By The Time You Finish This Book

     You Might Be Dead

Changing and Improving Your Life Through

                                       CUTLAS by Eliot Greebee

Aaron Zimmerman

ISBN 1-881471-22-5   $13.00     256 pages

French philosophy forms a conceptual undercurrent for the book: the sophistic arguments of this super-sized Sartre harken back to the perverse enlightenment logic of Sade, and Zimmerman's prose sparkles when he engages Batialleian religious imagery (e.g., the "porcine holocaust," or Eliot Greebee's meditations on death while floating drugged and naked upon the Atlantic). Zimmerman draws a charmingly puerile Eliot, unable to wait for a moment, philosophically unable to delay gratification, physically unable to resist consuming any potable on his person, whether candy, drugs, or alcohol. Eliot is completely determined by consumer culture and dreams in "richer colors, deep green the color of Astroturf, purple like grape Bubble-Yum, orange like Orange Crush, red like Hawaiian Punch."

      Review of Contemporary Fiction

 

Brooklyn is the home of debut novelist Aaron Zimmerman, while the East Village is home to his fictional protagonist, the overweight author Eliot Greebee, in By the Time You Finish This Book You Might Be Dead. Chapters from the fictional writer's fictional nonfiction guide, Changing and Improving Your Life Through CUTLAS, alternate with the narrative of

Greebee's antic pursuit of a maiden fair in this send-up of the self-help industry. (CUTLAS stands for Cost/benefit United-based Transactional Life Analysis System, Greebee's proposed panacea for life's woes.) "There's a wonderful overlap," says publisher Tod Thilleman. "It's a madcap adventure of 24 hours in New York, but the general thrust is actually very dark. This manic guy is obviously in his own world. The action ends up in Coney Island."

     Publishers Weekly, October 2003

 

Self-Improvement meets self-loathing, sex treads closer to dissolution than resolution, and places like Las Vegas and Coney Island manifest the dark night of the American psyche. Aaron Zimmerman has turned the longings of a bloated, horny, statistical pontificator into one fantastic novel.

     Lauren Sanders, author of Kamikaze Lust

 

Funny and Deeply poignant, Zimmerman has masterfully combined a must read self-improvement manifesto with a sexy, cocaine and alcohol fueled epic.

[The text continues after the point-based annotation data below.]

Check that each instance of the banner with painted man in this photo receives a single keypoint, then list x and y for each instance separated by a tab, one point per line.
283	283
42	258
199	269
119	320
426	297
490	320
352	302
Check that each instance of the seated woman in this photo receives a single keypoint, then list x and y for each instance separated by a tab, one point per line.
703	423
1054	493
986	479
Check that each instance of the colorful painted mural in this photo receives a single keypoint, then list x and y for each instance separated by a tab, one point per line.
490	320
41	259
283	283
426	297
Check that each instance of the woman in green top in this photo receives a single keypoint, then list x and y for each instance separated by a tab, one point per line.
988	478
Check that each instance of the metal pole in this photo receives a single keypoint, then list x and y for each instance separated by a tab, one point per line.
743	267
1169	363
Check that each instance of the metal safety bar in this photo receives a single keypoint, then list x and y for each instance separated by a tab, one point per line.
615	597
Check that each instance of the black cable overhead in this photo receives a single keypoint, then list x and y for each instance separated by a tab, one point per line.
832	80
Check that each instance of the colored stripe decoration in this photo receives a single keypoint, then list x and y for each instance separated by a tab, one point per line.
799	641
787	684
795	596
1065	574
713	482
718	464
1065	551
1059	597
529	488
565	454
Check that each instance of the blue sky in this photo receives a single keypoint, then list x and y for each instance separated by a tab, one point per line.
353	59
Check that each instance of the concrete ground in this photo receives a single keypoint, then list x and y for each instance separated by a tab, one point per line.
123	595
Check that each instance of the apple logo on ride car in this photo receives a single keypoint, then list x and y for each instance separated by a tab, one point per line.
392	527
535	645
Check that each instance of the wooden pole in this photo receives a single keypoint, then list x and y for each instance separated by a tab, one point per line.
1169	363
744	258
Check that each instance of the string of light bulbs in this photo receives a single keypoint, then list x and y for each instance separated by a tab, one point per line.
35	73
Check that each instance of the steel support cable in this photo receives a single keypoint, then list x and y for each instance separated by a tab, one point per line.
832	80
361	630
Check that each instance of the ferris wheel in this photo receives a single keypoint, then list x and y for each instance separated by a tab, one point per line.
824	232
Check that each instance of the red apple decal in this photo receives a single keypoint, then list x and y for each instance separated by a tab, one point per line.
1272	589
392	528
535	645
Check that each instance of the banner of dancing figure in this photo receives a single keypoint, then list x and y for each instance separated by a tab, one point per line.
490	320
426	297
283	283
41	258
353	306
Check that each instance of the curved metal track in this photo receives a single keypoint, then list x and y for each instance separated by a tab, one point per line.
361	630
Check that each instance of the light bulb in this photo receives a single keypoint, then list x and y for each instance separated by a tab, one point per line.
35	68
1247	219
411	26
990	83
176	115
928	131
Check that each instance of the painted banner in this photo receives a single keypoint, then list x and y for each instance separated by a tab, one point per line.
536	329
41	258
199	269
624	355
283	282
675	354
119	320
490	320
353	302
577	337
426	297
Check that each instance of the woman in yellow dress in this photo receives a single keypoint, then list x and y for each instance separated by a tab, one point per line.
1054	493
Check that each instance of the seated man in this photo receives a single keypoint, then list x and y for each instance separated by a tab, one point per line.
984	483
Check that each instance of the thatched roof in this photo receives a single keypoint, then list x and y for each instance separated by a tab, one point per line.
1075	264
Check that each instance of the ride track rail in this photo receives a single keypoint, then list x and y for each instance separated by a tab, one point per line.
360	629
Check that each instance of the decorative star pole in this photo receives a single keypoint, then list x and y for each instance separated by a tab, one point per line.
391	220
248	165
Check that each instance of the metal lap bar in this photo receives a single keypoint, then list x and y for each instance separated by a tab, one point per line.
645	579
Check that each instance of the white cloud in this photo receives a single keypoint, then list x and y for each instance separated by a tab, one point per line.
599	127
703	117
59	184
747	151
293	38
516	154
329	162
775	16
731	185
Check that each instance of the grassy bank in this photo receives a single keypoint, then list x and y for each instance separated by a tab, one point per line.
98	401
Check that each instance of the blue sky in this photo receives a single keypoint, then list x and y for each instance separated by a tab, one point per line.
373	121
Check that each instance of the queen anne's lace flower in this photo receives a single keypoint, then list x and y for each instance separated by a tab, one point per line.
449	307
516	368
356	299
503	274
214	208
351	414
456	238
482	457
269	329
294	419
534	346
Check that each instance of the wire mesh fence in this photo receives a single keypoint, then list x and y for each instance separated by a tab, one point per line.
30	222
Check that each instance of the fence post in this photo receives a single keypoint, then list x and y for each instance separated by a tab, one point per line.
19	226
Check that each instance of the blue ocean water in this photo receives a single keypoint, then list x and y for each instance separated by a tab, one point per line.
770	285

A neon illuminated lost weekend among the damaged, vapid and disparaging.

      Donald Breckenridge, author of 6/2/95

 

 

 

Aaron Zimmerman leads creative writing workshops in NYC  through Manhattan Writers, the writing workshop program he founded in 1997. His fiction and poetry have appeared in numerous literary journals and he holds an MA in Creative Writing from City College. Aaron is also Founder and Executive writing workshops for people from groups historically deprived of voice in society. He lives in Brooklyn, NY with his girlfriend and their beagle, Chester.